It seems that CNN just had to piss in the Super PunchBowl:
On an average NFL Sunday at Arrowhead Stadium in Kansas City, one is bound to see some tomahawk chops. Maybe some Native American headdresses.The stadium is the home of the NFL's Kansas City Chiefs, one of several American sports teams that copy Native American imagery and traditions. Now that the Chiefs will take the field for Super Bowl LIV, their customs and costumes are on full display.
How did the team, founded in 1959, come to have such a loaded name? And why does the practice of such cultural appropriation still endure?
Yes, really. On Super Bowl Sunday. Americans simply cannot be allowed to enjoy their football spectacle, their franks in a blanket, or their chips ’n’ dip without at least some infliction of left-wing pseudo-controversy. Over at Victory Girls, Kim Hirsch comments:
CNN will not be deterred by us folks in Flyover Country. Instead they tell us that the team was named after a white man who (gasp) “impersonated Native American culture.” How outrageous!That man would be Harold Roe Bartle, who served for two terms as mayor of Kansas City in the 1950’s. But before he became mayor, Bartle helped to establish the Boy Scouts in the Kansas City area, growing its membership from 2300 in the late 1920’s to over 30,000 over the next 20 years. For that, Bartle earned the nickname, “Chief.”
Later, during his time as mayor, Bartle brought two professional sports teams to Kansas City: a baseball team and the Dallas Texans football team. Fans entered a contest to choose the name of the football team, and “Chiefs” was chosen to honor the mayor.

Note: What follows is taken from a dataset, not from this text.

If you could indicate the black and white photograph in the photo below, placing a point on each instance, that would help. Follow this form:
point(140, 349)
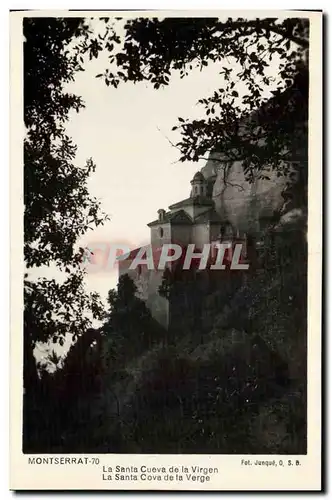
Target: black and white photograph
point(166, 182)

Yet CNN focused not on Bartle’s accomplishments — of which there were many — but how he “culturally appropriated” Native Americans in his work with the Boy Scouts, namely by creating the Scout group “Tribe of Mic-O-Say.”
Yes, really. And we also have this breaking news:
MINAS TIRITH (AP): The League Against Cultural Appropriation has filed suit against both the Texas Rangers of Major League Baseball and the New York Rangers of the National Hockey League for appropriating the cognomen of the Dunedain of northeastern Eriador, which is often called Arnor by the irredentist movement. The AP's representative in the palace press pool sought the opinion of King Elessar Telcontar, who wore that moniker as "Strider the Ranger" before his ascension to the throne, but so far his press secretary has declined to comment. (Queen Arwen Evenstar's publicist told our stringer to "Come back when you can ask in proper Sindarin Elvish.") More on this story as it develops.
Yes! Really!
I can safely say that I seldom give fewer F's about CNN than during the Superbowl. Reading this made me snort as I imagined their desperate thrashing to be relevant.
ReplyDeleteWhen do we file suit for the cultural appropriation of the industrial revolution?